NEW YORK (NYT NEWS SERVICE ).- When she was named director of MoMA PS1 this summer, British curator Kate Fowle said she would still make time to organize exhibitions and work directly with artists. Next year, she will — as one of four curators of Greater New York, the art center’s once-every-five-year survey of contemporary art made in and around the city.

The fifth edition of Greater New York will open in the fall of 2020 and promises to be another sprawling survey of new art, principally (but not only) by up-and-coming artists. Leading the selection team is Ruba Katrib, the PS1 curator who co-organized “Theater of Operations,” its current, building-spanning exhibition of art in the shadow of the wars in Iraq. Joining Katrib are Fowle; Ugandan independent curator Serubiri Moses; and Inés Katzenstein, MoMA’s curator of Latin American art, who organized its current landmark exhibition “Sur Moderno.”

The quartet has not yet settled on a list of artists, but they have already had “a lot of conversations between ourselves about the New York that we’re in right now,” said Fowle. A focus of their discussion, she added, has been changing patterns of migration to New York; for example, the city now has the country’s largest Native American population. The exhibition will therefore zero in on “New York as a network,” and examine the friendships and alliances that local artists might forge in and beyond the city. “So many people who call New York home also have a home elsewhere,” said Fowle. “You can have many homes at once.”
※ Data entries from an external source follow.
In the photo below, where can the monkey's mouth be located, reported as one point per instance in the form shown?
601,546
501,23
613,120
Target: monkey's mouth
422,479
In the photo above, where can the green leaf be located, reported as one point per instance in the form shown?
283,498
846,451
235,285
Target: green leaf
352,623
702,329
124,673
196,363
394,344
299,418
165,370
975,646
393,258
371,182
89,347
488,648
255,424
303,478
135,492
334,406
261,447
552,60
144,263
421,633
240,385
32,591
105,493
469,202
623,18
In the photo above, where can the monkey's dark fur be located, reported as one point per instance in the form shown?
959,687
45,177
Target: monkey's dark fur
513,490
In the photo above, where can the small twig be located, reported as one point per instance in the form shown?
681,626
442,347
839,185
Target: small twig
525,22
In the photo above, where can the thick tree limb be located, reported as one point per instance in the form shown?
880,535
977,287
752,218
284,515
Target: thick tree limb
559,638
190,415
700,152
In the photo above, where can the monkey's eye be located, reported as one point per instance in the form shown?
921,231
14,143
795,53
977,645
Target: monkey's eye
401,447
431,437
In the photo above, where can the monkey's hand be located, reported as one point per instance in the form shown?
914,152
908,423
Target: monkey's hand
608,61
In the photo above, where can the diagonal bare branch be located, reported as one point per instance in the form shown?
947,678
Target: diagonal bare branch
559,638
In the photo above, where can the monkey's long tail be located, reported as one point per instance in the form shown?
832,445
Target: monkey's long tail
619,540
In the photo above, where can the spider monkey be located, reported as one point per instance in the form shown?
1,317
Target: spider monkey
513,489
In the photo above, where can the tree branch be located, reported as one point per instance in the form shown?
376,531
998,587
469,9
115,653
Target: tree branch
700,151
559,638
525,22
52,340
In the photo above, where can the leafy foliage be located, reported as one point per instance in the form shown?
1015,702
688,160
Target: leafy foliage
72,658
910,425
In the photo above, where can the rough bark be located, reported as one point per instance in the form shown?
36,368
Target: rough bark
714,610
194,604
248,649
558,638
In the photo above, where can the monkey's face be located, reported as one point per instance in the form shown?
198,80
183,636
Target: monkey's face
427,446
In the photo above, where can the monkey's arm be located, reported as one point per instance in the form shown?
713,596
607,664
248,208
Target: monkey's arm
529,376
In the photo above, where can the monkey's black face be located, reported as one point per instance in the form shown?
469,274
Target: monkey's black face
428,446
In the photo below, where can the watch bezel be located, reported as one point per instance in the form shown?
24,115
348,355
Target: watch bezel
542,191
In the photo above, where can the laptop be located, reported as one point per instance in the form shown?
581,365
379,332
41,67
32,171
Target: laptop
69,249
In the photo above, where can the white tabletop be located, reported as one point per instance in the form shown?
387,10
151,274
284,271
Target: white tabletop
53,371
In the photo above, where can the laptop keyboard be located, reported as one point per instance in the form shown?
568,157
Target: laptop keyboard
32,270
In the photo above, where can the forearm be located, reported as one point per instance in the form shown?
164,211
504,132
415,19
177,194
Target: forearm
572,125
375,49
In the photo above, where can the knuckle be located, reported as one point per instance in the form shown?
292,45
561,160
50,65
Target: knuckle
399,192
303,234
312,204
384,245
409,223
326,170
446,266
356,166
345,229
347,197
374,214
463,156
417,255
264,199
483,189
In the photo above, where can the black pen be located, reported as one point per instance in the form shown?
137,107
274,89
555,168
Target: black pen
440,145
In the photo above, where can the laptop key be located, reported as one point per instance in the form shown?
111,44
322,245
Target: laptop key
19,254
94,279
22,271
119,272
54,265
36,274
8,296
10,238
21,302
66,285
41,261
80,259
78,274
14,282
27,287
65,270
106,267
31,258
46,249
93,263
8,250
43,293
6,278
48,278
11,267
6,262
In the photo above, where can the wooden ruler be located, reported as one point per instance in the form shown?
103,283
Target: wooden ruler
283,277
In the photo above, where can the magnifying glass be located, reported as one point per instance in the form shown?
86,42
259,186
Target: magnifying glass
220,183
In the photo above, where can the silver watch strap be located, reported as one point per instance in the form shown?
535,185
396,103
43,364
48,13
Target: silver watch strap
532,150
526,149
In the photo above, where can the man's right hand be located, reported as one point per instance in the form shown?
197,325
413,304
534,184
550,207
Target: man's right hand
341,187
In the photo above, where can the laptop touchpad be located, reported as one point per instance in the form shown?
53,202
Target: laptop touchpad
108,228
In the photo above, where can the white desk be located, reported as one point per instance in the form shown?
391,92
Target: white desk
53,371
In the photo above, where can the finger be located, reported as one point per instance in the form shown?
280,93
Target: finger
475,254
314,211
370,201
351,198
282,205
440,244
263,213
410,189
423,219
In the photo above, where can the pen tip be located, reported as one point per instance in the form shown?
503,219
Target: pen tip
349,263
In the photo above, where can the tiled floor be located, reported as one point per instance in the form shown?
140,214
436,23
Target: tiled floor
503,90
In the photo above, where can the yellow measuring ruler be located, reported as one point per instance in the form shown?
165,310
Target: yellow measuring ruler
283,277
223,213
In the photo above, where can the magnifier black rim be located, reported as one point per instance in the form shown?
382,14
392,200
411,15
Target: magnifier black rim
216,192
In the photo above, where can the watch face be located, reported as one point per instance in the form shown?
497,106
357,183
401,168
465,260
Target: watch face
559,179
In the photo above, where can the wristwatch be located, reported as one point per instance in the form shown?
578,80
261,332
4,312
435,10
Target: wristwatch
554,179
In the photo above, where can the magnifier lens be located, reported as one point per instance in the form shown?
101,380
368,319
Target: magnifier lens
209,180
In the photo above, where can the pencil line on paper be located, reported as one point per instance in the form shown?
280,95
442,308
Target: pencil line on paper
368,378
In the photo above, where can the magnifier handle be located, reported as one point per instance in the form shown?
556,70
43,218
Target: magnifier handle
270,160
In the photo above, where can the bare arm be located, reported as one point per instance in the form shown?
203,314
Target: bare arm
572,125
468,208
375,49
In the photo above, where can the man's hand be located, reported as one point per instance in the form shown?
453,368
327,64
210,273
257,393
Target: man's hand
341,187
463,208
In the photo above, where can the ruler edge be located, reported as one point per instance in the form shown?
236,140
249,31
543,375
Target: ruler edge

The first edition of Greater New York took place in 2000 and marked the first collaboration between PS1 and the Museum of Modern Art, which had merged the previous year. That show and the one in 2005 focused on the work of up-and-comers. “But it’s very different now,” Fowle said. “It’s extremely difficult to survive in New York as a young, emerging artist.” With that in mind, the 2020 Greater New York will include artists from all generations, since “some of the most interesting conversations between people at the moment are intergenerational,” she said.

While the exact opening date has not yet been set, the curators have less than a year to fan out across the city — or beyond — to discover new artists wherever they work. “We’re going to have to move fast, in terms of the studio visits that we do,” said Fowle. “But you don’t want to move like a pack.”

She added: “PS1 has always been nimble in the way that it’s done things, and things come together based on the fact that we trust each other’s viewpoints and we bring different perspectives. We’re not trying to do this exhibition by committee.”